So I see S41.06 as much faster than the unfortunate S40.12 on this machine, but still not so fast as the S40.04 it currently runs. I'll try S41.06 on my other machines, and if it looks more promising on them, retry on this machine with another work unit and more carefully controlled conditions.
Same observation here. S40.04 is still the fastest cruncher on my Prescott 3.0 GHZ running HT'ed (so far ;-) )
As said earlier in this thread, wonder where the penalty on these P4's with large caches running ht'd lies ??
so far 1 case of 0 credit
Intel Xeon/S41.06 versus Apple/4.37 and AthlonXP/4.37
the others (a lot) on the Xeons and AthlonMP/XP's are either pending or validated without a hitch.
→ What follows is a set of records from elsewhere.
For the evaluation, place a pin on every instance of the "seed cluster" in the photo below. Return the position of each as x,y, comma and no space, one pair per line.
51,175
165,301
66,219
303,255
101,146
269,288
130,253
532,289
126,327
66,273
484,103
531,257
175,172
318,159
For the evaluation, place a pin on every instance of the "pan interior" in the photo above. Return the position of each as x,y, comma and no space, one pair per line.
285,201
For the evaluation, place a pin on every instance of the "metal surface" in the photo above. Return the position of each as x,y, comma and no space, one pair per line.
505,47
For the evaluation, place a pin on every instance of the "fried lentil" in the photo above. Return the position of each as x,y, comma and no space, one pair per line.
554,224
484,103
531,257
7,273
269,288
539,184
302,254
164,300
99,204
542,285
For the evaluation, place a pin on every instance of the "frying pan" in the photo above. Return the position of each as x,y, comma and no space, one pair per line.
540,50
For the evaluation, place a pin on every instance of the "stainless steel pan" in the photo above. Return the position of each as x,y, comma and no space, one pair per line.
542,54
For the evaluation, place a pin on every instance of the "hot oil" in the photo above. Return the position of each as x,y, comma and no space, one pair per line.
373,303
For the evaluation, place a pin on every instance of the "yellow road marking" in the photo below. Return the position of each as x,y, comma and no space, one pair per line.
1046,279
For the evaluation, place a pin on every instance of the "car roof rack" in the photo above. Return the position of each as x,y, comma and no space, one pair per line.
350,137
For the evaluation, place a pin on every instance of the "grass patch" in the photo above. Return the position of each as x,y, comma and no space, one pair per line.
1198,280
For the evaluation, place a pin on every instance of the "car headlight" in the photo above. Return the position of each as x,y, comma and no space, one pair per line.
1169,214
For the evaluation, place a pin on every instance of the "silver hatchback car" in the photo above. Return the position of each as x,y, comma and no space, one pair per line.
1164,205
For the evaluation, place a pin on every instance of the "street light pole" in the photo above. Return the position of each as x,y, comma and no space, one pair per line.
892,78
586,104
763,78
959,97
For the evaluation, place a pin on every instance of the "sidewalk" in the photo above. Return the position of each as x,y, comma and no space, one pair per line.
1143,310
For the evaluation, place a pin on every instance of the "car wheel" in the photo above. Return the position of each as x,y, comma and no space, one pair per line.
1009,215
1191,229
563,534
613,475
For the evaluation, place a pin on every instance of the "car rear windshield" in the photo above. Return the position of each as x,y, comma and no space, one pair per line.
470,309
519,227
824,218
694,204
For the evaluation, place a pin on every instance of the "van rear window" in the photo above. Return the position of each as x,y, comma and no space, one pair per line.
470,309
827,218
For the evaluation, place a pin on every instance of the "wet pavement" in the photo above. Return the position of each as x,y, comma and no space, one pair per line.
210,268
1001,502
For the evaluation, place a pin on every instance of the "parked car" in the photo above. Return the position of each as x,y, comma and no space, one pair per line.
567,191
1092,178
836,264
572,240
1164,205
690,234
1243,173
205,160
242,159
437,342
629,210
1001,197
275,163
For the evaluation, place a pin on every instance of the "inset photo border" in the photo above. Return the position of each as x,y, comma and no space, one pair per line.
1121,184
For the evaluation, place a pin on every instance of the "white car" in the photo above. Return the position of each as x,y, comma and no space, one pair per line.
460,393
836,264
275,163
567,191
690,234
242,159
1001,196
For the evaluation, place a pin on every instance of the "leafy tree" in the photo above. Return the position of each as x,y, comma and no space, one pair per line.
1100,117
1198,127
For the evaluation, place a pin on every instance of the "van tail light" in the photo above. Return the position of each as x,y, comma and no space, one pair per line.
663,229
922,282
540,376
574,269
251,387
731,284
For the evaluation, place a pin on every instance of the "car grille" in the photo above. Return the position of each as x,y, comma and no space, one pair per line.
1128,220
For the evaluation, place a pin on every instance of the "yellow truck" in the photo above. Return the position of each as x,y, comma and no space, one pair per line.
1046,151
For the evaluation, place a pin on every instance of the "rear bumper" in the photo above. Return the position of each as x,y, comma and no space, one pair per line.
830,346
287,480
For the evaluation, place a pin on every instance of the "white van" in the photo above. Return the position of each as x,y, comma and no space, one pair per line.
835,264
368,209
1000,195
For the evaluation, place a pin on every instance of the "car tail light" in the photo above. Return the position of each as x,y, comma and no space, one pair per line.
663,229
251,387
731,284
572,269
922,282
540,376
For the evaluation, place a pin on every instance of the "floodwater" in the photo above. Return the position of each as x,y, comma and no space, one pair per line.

I'll post some times later, when I get home.
B52,
Hyperthreading penalty on P4/Xeon seems related to the small L1 data- and instruction-caches on these chips, as DanNeely posted earlier.
Posted 42 days ago by Zap
-------------------------------------------------------------------------------
AMD64 xp 3000 Newcastle core 10% overclock.
Went from 14k plus secs with the original app through an average of some less then 6000 with A36 to now my first result with S38 in 4235 secs.
Quite impressive Akosf.
Now with S41.06 about 2510 secs.( average of 3 z1 results) thats 5.6 times faster.!!!!
This so very impressive. No one here ever gonna forget Akosf I guess.
Validation wil take some time cos teamed up with 30k secs plus crunchers.
The only thing then, that will give a HT'ed P4 Prescott a boost is SSE2 or SSE3 optimized code ?? Or will even that not increase the speed ??
Cheers
only very limited in my opinion, the only thing that, to the best of my knowledge, would make a big impact would be a decrease in the "important" dataset, as has been done for S39L, but even that dataset (~11KB) doesn't fit in the 8KB L1 datacache of my Prestonia's (Northwood based Xeons), so when running with HT enabled, there are 2 threads, both "wanting" 11KB L1 at the same time, while the CPU only has 8KB to offer.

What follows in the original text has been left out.